The OpenDP team is excited to bring you our latest release, OpenDP Library 0.12!
The OpenDP Library is a modular collection of algorithms for building privacy-preserving applications, with an extensible approach to tracking privacy, and a vetted implementation. It is available as binaries for Python on PyPI, for R on R-universe, for Rust on crates.io, or in source form on GitHub.
This release brings expanded Polars functionality and documentation, an implementation of Private Selection from Private Candidates (PSPC), and updates to privacy measures for improved usability and better compatibility with other DP software.
Polars Functionality
We’ve updated the (optional) Polars dependency to Python version 1.12.0 and Rust version 0.44.3.
In this version we have added more ways to privately release grouping keys. In addition to “stable” key release under approximate-DP from OpenDP 0.11, OpenDP now supports “stable” key release under approximate-zCDP and “explicit” key release based on a data-independent key-set.
OpenDP 0.12 also showcases more thorough Polars documentation in the User Guide. This includes a new cast expression, expressions for parsing and manipulating temporal data and expressions for binning and working with categorical data. In addition, OpenDP 0.12 supports a wider range of counting queries, including counts of distinct elements.
OpenDP 0.12 is smarter about reusing margin domain descriptors. For instance, setting an upper bound on the overall dataset size implies an upper bound on the sizes of data partitions. This makes the library more forgiving and flexible in common use cases.
Private Selection from Private Candidates
Thank you to Shlomi Hod (one of our 2024 OpenDP Visiting Fellows!) for contributing an implementation of PSPC. In exchange for a higher privacy loss (typically a factor of two or three), PSPC releases the “best” outcome from repeated evaluations of another mechanism. PSPC is useful when you have a mechanism that could have vastly different utility on different runs.
PSPC is implemented as a combinator that can wrap any pure-DP mechanism. It is available for use from Rust, Python and R, and is accompanied by a proof. More information can be found in the documentation.

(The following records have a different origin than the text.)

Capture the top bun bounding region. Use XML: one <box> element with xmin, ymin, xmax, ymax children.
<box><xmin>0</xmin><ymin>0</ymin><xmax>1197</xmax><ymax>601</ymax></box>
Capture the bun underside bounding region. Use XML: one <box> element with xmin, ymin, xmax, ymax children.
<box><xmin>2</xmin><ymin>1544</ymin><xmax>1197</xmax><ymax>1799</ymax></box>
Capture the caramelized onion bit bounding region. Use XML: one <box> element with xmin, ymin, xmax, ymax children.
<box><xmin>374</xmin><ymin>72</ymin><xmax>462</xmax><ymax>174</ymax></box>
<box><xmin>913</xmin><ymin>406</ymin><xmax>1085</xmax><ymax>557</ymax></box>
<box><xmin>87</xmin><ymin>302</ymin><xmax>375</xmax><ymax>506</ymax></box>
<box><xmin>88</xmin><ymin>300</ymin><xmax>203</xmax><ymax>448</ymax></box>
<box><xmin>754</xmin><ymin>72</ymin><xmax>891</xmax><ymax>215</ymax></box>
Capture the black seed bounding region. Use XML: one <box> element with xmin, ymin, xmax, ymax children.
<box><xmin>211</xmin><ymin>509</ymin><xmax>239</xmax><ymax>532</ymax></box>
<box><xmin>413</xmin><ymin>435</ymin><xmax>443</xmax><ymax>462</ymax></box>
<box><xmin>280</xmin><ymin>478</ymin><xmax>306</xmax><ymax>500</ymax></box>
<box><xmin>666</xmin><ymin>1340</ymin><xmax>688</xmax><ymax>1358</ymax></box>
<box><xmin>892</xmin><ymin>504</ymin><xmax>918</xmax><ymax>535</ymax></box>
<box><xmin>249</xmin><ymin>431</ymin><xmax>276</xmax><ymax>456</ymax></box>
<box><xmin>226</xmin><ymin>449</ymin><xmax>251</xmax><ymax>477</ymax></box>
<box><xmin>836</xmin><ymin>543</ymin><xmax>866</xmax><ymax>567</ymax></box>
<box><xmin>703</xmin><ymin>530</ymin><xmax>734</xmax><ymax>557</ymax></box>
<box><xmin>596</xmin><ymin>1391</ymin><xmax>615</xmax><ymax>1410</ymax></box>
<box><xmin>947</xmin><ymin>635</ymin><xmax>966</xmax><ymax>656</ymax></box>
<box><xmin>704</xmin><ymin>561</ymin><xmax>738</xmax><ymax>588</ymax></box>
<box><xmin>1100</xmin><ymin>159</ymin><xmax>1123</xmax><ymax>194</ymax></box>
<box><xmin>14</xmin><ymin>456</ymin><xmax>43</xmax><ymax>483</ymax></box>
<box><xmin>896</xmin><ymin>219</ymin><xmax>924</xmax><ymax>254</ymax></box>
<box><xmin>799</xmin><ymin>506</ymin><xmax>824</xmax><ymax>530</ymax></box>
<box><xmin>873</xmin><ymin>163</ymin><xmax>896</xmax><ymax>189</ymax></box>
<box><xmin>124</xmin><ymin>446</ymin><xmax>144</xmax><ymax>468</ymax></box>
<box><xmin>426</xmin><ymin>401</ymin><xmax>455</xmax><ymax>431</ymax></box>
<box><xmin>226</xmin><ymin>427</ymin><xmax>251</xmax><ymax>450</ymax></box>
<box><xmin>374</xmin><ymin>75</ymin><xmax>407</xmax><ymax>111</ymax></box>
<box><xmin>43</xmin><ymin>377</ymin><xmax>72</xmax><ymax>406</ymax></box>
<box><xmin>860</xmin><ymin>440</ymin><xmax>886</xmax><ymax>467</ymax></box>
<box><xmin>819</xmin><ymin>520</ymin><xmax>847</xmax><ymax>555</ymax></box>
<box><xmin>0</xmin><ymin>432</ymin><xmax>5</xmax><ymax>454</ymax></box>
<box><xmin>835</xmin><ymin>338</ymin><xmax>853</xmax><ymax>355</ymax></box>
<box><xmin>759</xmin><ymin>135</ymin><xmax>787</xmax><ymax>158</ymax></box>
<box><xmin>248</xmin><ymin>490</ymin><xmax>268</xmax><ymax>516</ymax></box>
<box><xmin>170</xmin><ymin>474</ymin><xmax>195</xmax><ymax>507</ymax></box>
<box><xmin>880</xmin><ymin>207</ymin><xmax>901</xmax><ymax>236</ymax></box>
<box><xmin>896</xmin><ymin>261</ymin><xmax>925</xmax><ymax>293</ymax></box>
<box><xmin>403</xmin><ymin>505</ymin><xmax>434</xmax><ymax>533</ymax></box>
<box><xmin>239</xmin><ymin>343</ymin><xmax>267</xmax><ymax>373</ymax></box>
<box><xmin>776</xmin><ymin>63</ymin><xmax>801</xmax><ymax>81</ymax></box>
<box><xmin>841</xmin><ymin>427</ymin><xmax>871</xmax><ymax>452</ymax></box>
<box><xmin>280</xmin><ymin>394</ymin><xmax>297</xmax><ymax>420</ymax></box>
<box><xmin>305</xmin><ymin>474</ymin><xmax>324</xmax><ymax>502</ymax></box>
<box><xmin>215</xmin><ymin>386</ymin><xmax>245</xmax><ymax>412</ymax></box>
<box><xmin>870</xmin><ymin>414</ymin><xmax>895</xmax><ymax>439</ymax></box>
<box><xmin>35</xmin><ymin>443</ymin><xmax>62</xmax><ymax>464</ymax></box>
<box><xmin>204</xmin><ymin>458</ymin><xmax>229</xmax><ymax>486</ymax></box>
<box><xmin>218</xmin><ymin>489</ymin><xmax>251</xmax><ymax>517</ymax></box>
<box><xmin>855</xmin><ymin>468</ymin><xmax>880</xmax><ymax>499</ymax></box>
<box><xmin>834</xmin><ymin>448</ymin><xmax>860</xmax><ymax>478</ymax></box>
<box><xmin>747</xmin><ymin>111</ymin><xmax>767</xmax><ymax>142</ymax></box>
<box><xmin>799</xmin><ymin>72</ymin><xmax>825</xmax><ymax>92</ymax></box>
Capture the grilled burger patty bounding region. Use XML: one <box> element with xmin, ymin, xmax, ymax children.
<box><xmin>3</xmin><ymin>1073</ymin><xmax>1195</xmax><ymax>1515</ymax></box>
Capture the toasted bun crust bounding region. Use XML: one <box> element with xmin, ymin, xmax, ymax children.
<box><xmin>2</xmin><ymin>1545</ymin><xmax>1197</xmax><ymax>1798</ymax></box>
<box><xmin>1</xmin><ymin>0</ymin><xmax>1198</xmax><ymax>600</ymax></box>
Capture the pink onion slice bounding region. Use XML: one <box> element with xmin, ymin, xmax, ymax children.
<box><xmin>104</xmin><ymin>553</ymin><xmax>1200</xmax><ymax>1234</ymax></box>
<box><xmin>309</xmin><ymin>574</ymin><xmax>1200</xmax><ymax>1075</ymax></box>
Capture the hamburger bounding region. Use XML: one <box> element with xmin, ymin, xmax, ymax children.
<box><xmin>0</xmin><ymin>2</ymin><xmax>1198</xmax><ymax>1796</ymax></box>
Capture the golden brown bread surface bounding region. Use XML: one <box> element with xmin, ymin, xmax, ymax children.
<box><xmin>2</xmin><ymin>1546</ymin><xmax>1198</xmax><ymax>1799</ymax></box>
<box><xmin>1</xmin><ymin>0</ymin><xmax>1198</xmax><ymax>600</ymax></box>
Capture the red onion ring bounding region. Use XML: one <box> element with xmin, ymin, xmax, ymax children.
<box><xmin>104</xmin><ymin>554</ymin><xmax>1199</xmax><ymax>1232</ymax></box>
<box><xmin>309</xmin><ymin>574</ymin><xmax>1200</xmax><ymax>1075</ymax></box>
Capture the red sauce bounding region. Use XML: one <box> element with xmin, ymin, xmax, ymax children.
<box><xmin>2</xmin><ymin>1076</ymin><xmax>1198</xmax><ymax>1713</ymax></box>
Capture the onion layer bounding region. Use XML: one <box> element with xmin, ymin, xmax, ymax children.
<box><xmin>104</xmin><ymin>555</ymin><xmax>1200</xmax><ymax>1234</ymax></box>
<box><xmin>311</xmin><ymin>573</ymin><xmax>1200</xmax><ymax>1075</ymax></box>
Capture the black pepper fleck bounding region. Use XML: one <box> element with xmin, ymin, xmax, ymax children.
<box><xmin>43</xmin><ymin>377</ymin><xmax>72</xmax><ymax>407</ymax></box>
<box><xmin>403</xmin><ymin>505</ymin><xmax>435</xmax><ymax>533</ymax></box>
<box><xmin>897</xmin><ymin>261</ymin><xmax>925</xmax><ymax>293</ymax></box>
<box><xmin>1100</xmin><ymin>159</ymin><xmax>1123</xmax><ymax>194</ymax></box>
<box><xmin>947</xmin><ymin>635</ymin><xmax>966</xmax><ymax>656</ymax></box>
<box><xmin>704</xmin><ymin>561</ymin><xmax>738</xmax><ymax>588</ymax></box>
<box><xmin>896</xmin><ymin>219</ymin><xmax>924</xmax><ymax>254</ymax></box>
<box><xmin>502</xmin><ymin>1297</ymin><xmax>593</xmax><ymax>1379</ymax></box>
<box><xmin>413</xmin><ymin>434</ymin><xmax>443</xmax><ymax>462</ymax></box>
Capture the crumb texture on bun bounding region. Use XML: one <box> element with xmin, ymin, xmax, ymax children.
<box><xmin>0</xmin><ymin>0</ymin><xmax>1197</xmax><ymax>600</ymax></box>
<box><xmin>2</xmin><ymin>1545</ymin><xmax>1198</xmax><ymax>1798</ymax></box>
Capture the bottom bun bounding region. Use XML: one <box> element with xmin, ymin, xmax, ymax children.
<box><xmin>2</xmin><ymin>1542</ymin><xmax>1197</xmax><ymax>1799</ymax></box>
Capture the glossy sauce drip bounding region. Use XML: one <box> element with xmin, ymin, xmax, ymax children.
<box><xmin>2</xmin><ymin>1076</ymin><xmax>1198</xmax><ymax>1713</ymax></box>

Updates to Privacy Measures
We have made a number of updates to our privacy measures to better align and integrate with other differential privacy software and to improve the usability of our software. Updates include:
- Initial support for Rényi-DP (RDP). This includes an API for making an RDP privacy measure, composition, and the ability to construct RDP curves from Python plugins.

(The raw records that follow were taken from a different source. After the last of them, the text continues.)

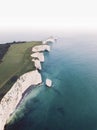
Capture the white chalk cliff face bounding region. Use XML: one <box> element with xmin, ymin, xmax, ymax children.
<box><xmin>32</xmin><ymin>59</ymin><xmax>42</xmax><ymax>70</ymax></box>
<box><xmin>0</xmin><ymin>70</ymin><xmax>42</xmax><ymax>130</ymax></box>
<box><xmin>32</xmin><ymin>45</ymin><xmax>50</xmax><ymax>52</ymax></box>
<box><xmin>31</xmin><ymin>45</ymin><xmax>51</xmax><ymax>70</ymax></box>
<box><xmin>31</xmin><ymin>52</ymin><xmax>44</xmax><ymax>62</ymax></box>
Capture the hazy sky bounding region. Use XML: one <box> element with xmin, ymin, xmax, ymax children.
<box><xmin>0</xmin><ymin>0</ymin><xmax>97</xmax><ymax>31</ymax></box>
<box><xmin>0</xmin><ymin>0</ymin><xmax>97</xmax><ymax>43</ymax></box>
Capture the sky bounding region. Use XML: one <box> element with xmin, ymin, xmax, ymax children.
<box><xmin>0</xmin><ymin>0</ymin><xmax>97</xmax><ymax>30</ymax></box>
<box><xmin>0</xmin><ymin>0</ymin><xmax>97</xmax><ymax>43</ymax></box>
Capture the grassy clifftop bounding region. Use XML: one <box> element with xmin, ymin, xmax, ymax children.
<box><xmin>0</xmin><ymin>41</ymin><xmax>41</xmax><ymax>100</ymax></box>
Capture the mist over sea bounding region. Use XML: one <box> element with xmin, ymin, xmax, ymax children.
<box><xmin>0</xmin><ymin>29</ymin><xmax>97</xmax><ymax>44</ymax></box>
<box><xmin>4</xmin><ymin>32</ymin><xmax>97</xmax><ymax>130</ymax></box>
<box><xmin>0</xmin><ymin>29</ymin><xmax>58</xmax><ymax>43</ymax></box>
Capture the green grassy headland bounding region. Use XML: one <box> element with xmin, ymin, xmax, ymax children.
<box><xmin>0</xmin><ymin>41</ymin><xmax>41</xmax><ymax>100</ymax></box>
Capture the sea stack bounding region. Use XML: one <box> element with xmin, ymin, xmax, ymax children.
<box><xmin>42</xmin><ymin>36</ymin><xmax>56</xmax><ymax>44</ymax></box>
<box><xmin>46</xmin><ymin>79</ymin><xmax>52</xmax><ymax>87</ymax></box>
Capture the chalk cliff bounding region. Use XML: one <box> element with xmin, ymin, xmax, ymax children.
<box><xmin>32</xmin><ymin>45</ymin><xmax>50</xmax><ymax>52</ymax></box>
<box><xmin>32</xmin><ymin>59</ymin><xmax>42</xmax><ymax>70</ymax></box>
<box><xmin>31</xmin><ymin>52</ymin><xmax>44</xmax><ymax>62</ymax></box>
<box><xmin>0</xmin><ymin>70</ymin><xmax>42</xmax><ymax>130</ymax></box>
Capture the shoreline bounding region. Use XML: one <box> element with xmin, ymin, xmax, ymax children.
<box><xmin>0</xmin><ymin>70</ymin><xmax>42</xmax><ymax>130</ymax></box>
<box><xmin>0</xmin><ymin>41</ymin><xmax>51</xmax><ymax>130</ymax></box>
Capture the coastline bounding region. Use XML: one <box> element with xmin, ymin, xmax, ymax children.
<box><xmin>0</xmin><ymin>42</ymin><xmax>51</xmax><ymax>130</ymax></box>
<box><xmin>0</xmin><ymin>70</ymin><xmax>42</xmax><ymax>130</ymax></box>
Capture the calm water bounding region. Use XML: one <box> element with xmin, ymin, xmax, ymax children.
<box><xmin>5</xmin><ymin>36</ymin><xmax>97</xmax><ymax>130</ymax></box>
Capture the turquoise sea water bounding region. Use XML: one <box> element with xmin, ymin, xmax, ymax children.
<box><xmin>5</xmin><ymin>36</ymin><xmax>97</xmax><ymax>130</ymax></box>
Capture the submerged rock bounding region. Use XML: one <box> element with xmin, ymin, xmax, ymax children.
<box><xmin>46</xmin><ymin>79</ymin><xmax>52</xmax><ymax>87</ymax></box>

- Privacy measures can be made to be delta-approximate. For instance, dp.approximate(dp.zero_concentrated_divergence()) denotes approximate-zCDP with fixed delta.
- SMDCurve has been renamed to PrivacyProfile for clarity.

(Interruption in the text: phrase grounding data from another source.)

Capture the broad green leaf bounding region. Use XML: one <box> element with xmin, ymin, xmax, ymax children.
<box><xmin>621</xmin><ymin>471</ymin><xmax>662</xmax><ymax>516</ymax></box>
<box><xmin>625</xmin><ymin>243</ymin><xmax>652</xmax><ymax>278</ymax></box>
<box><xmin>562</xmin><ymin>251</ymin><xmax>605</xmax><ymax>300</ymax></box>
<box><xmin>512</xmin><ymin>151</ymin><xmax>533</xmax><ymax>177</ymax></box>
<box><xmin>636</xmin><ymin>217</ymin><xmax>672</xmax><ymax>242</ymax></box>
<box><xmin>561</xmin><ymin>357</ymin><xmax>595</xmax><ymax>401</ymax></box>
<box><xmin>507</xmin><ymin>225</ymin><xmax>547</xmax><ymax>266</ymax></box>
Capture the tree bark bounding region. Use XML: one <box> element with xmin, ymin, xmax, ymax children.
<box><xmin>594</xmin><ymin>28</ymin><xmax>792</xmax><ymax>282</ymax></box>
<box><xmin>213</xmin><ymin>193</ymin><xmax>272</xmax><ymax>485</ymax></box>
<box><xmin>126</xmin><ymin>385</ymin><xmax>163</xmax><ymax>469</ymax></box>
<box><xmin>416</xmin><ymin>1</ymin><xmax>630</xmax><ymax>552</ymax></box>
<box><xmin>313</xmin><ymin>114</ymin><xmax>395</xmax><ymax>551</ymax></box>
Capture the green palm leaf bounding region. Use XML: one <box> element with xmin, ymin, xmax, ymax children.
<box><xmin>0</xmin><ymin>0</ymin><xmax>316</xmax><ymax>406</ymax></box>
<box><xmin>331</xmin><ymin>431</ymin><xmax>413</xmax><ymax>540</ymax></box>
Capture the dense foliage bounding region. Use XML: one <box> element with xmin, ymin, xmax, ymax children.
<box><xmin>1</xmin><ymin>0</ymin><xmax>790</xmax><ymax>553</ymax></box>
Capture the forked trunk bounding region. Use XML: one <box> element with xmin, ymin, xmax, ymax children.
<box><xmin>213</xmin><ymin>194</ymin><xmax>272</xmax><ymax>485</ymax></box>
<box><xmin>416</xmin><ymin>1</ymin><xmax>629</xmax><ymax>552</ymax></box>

- Privacy profiles (a privacy guarantee in terms of an epsilon-delta tradeoff) have been inverted: they now take epsilon as an argument and return delta.
- Privacy profiles can now be constructed from Python. This enables library plugins to be written that satisfy approximate-DP with varying delta.
- Privacy measures no longer have a generic argument for distance type. For example, max_divergence(T=float) is now just max_divergence().
Breaking Changes
The most impactful breaking changes are discussed in the updates to privacy measures.
Previously, OpenDP allowed arbitrary functions to be used as postprocessors. Unfortunately this could be abused to build measurements whose postprocessors introduce vulnerabilities. For instance, a post-processor that reads the system time could be used to add timing information to the output of a mechanism. OpenDP now requires “honest-but-curious” to be enabled in order to build postprocessors from Python, and states necessary conditions for valid postprocessors.
Getting the OpenDP Library
Further details can be found in the repository CHANGELOG. We’re excited to have you try this latest update of the OpenDP Library! You can find it on PyPI, R-universe, crates.io, or GitHub.